Friday, May 13, 2011

Grass wars

Spring has arrived in Iowa in it's usual abrupt way. Furnace running full blast one day, 90 degree temperatures the next. Each year when this precursor to a summer of devastating soul sucking heat and humidity arrives the wife and I start our annual attempt to grow grass.

Ten years ago when we bought our house our feelings were "Wow - look at the huge oak trees in the front and back yard". Now it is more like "These damn oak trees!" The trees in question are huge pin oaks probably in the neighborhood of eighty plus years old in excess of 6 feet in diameter and fifty feet tall. The trees are so large that when you view our address on Google Earth pictures taken in summer show our entire yard, parts of the house and parts of neighbors' yards completely obscured by foliage.
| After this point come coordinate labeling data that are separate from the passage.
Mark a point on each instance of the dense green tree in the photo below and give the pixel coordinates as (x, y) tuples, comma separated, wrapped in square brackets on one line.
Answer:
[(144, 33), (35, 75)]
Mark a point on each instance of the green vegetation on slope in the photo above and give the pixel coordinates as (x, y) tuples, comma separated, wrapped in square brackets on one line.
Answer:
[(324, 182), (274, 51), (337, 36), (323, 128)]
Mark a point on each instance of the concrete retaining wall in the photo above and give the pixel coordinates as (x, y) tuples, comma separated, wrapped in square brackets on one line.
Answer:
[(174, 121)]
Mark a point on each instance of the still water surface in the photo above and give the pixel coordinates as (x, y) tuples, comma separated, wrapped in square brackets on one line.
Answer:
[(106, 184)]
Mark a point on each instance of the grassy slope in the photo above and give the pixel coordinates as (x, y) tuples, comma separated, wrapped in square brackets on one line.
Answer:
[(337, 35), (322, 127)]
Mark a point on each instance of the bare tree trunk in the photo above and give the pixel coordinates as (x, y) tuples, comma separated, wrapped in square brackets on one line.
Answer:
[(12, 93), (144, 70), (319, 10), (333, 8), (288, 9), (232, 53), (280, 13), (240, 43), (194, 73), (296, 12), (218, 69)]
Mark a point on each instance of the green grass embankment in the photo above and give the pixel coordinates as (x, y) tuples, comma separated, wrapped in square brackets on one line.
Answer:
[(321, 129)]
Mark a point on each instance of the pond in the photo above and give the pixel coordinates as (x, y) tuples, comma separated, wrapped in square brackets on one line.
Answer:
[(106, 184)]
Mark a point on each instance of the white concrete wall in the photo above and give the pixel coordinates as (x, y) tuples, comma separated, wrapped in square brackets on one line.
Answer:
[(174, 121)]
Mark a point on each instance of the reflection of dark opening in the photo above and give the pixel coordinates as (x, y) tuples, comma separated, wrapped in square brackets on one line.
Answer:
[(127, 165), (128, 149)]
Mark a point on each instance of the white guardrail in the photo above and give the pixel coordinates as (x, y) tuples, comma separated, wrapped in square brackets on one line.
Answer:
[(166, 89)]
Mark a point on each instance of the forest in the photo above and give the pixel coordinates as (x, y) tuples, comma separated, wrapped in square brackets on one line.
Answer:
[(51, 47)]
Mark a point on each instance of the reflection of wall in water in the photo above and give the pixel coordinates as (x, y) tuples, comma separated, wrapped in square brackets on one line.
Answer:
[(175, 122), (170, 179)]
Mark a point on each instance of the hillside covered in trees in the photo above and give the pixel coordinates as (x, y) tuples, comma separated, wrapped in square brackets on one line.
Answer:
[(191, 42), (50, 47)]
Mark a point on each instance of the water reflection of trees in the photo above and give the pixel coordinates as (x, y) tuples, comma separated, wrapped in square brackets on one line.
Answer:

They look impressive when leafed out as they were when we bought the place, but during the year they drop amazing amounts of dead wood during windy conditions - limbs ranging in size from the thickness of a thumb to that of my thigh; carpet our driveway, lawn and sidewalk with a solid layer of acorns in the fall; and drop leaves for two months that amount to at least forty-five thirty gallon bags full mulched and tamped down. And in addition to providing us with a year round opportunity for yard clean up they inhibit the grass.

One of the first things we noticed when we moved in was that the lawn both front and back had bare patches ranging in size from three inches to two feet in diameter. The lady next door told us the prior owners had used a lawn service but had always had the problem. Thus began a ten year battle to grow grass where grass will not grow. At first I believed as others may that the trees were taking all the nutrients and water so lots of fertilizer and regular watering were applied to no avail.

Over the years we subsequently have tried:

Seasonal application of weed and feed type fertilizers: These seem to inhibit dandelions but let Creeping Charlie, Virginia Creeper and crabgrass run wild. As to the "feed" part, there has been no discernible affect on the grass.

Zoysia Grass: This comes in "plugs" which you space at one foot intervals over bare patches. It grows only in places where there is full blinding sunlight at least nine hours a day with no hint of shade. In the fall it turns yellow and remains yellow until well into late spring when it finally turns green. To be fair, where it will grow it grows thick and lush. We now have a patch approximately two feet by three feet in the extreme south east corner of our front lawn after an attempt at four hundred square feet of coverage nine years ago.

Conventional sun/shade grass seed mix: Yeah, I know we have no sun - we hoped the shade part would work out. Raked in and watered religiously it sprouted sparsely to a height of about one inch and promptly died. Didn't even get to mow it once. We actually tried this three times varying the time of planting, the amount of mulching and depth of planting. We learn hard.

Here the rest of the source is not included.